Et qui nous baise, et dont la couleur chante Dans ses rougeurs un bel hymne idéal. Par ce matin vermeil de Floréal, Je veux chanter le calice où repose

L'enivrement du parfum nuptial. Sur toutes fleurs je veux louer la Rose. La Rose ouvrait son cœur délicieux. Dans les sentiers où verdissait l'acanthe

Tu la rougis de ton sang précieux, Reine de Cypre, ô Cypris triomphante ! La violette est sa pâle servante. Le chaste lys près du flot de cristal

Reste épris d'elle, et n'est que le vassal De sa splendeur suave et grandiose, Et l'astre seul croit qu'il est son égal. Sur toutes fleurs je veux louer la Rose.

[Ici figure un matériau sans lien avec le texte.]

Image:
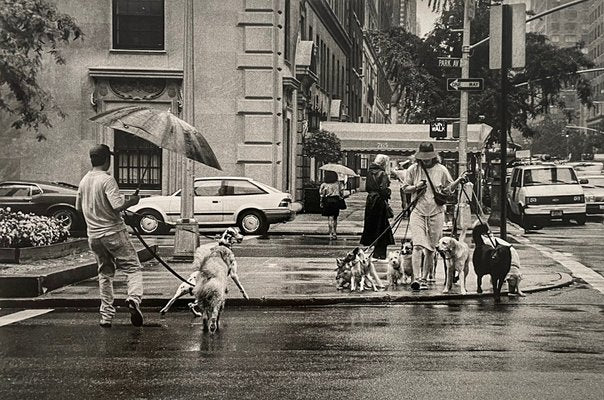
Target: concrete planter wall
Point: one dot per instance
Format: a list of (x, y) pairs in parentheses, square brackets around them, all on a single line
[(19, 255)]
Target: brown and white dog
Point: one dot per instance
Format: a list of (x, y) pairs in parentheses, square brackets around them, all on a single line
[(228, 237), (457, 259), (400, 269)]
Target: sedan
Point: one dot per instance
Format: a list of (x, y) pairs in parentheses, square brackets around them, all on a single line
[(220, 201), (53, 199), (593, 186)]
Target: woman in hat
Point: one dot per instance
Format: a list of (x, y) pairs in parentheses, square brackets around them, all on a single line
[(427, 218), (377, 209), (332, 197)]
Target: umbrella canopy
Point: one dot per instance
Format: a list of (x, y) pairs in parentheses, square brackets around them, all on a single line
[(161, 128), (340, 169)]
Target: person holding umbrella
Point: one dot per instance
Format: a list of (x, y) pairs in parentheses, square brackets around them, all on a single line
[(332, 200), (100, 201), (376, 227)]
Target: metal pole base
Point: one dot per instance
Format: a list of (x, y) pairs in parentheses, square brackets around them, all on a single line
[(186, 239)]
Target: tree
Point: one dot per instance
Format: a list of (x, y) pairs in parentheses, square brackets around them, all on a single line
[(548, 70), (324, 146), (30, 29)]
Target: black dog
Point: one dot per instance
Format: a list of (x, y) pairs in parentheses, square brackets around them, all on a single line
[(490, 261)]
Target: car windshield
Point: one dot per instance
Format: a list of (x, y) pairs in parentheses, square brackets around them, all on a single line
[(549, 176), (595, 183)]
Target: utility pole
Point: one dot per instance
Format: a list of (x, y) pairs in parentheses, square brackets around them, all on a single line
[(187, 231), (468, 15)]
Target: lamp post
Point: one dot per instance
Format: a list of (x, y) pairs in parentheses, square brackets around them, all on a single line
[(187, 231)]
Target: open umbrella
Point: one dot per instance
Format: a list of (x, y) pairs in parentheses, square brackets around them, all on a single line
[(340, 169), (161, 128)]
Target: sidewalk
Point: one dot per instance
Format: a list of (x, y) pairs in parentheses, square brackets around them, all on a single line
[(294, 277)]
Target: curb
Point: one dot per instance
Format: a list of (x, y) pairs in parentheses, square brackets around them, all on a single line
[(27, 286), (564, 280)]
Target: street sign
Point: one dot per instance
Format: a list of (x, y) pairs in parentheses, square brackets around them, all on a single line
[(438, 129), (449, 62), (456, 84)]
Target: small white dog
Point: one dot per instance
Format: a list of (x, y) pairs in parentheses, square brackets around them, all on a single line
[(228, 237), (457, 259)]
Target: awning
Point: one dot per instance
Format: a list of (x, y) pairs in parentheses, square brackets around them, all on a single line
[(404, 138)]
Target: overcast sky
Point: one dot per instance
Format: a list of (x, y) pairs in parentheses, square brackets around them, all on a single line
[(425, 17)]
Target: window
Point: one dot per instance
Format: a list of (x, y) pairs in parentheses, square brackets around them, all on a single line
[(138, 24), (137, 161), (14, 190), (240, 188), (208, 188)]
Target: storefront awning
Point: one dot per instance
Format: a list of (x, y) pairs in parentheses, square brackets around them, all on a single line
[(404, 138)]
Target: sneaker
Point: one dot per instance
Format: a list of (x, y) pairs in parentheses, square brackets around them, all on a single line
[(136, 316)]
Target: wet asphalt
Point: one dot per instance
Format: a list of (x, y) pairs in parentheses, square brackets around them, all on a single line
[(547, 345)]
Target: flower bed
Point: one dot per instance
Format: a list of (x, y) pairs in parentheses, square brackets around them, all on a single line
[(27, 237), (29, 230)]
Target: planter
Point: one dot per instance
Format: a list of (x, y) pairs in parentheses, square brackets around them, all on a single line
[(23, 254), (312, 201)]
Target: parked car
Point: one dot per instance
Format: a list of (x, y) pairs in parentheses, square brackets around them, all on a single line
[(221, 201), (593, 186), (538, 194), (54, 199)]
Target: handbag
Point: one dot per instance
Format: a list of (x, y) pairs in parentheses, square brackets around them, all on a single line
[(440, 198)]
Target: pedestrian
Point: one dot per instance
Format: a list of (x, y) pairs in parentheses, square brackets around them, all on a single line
[(376, 227), (100, 201), (332, 201), (401, 174), (427, 217)]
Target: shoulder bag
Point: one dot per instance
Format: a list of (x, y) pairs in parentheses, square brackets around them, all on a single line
[(439, 197)]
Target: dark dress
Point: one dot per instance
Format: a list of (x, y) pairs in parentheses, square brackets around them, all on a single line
[(376, 215)]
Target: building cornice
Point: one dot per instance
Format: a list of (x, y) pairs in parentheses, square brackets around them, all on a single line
[(332, 23), (116, 72)]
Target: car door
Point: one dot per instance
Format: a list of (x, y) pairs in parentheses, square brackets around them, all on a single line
[(239, 194), (208, 206), (17, 196)]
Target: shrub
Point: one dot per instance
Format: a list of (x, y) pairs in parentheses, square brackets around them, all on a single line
[(29, 230)]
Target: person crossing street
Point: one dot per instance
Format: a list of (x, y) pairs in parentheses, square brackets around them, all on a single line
[(100, 201)]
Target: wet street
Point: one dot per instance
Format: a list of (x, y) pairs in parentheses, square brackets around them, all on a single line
[(547, 345)]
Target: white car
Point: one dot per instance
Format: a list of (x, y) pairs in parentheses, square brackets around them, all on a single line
[(220, 201), (538, 194)]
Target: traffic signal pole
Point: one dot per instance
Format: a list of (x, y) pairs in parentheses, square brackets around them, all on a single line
[(463, 103)]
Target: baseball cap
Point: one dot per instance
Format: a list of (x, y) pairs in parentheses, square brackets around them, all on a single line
[(100, 151)]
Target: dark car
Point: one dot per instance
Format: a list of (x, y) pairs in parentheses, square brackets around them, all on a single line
[(54, 199)]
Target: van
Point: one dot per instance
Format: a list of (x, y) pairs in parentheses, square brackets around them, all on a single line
[(538, 194)]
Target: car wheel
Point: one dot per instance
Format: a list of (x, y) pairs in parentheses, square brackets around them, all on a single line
[(151, 222), (66, 216), (252, 222)]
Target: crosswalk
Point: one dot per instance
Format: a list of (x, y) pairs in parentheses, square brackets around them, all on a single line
[(22, 315)]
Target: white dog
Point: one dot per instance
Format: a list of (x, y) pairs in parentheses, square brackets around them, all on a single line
[(457, 259), (228, 237)]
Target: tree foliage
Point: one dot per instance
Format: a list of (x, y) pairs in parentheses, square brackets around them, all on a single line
[(549, 69), (29, 30), (324, 146)]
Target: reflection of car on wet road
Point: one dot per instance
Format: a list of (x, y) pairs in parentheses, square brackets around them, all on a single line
[(221, 201), (538, 194), (594, 193), (54, 199)]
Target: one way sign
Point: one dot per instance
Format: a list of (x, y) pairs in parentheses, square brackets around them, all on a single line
[(456, 84)]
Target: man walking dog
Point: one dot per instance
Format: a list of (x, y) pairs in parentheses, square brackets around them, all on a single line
[(100, 201)]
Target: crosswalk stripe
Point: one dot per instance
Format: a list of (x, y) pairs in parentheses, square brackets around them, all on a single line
[(579, 270), (22, 315)]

Sans dérider le Roi silencieux, Vivant rubis, une Rose galante Égaye, au sein du palais soucieux, Les cheveux blonds de la petite Infante.

Et cependant, sans voir son épouvante, Pareil lui-même au sombre Escurial, Son père au front livide et glacial Se tient auprès d'une fenêtre close,

Pâle à jamais de son ennui royal. Sur toutes fleurs je veux louer la Rose. Prince, un divin poëte oriental Chanta jadis pour son pays natal

Ma fleur de pourpre et son apothéose. Tel, après lui, dans un chant triomphal, Sur toutes fleurs je veux louer la Rose.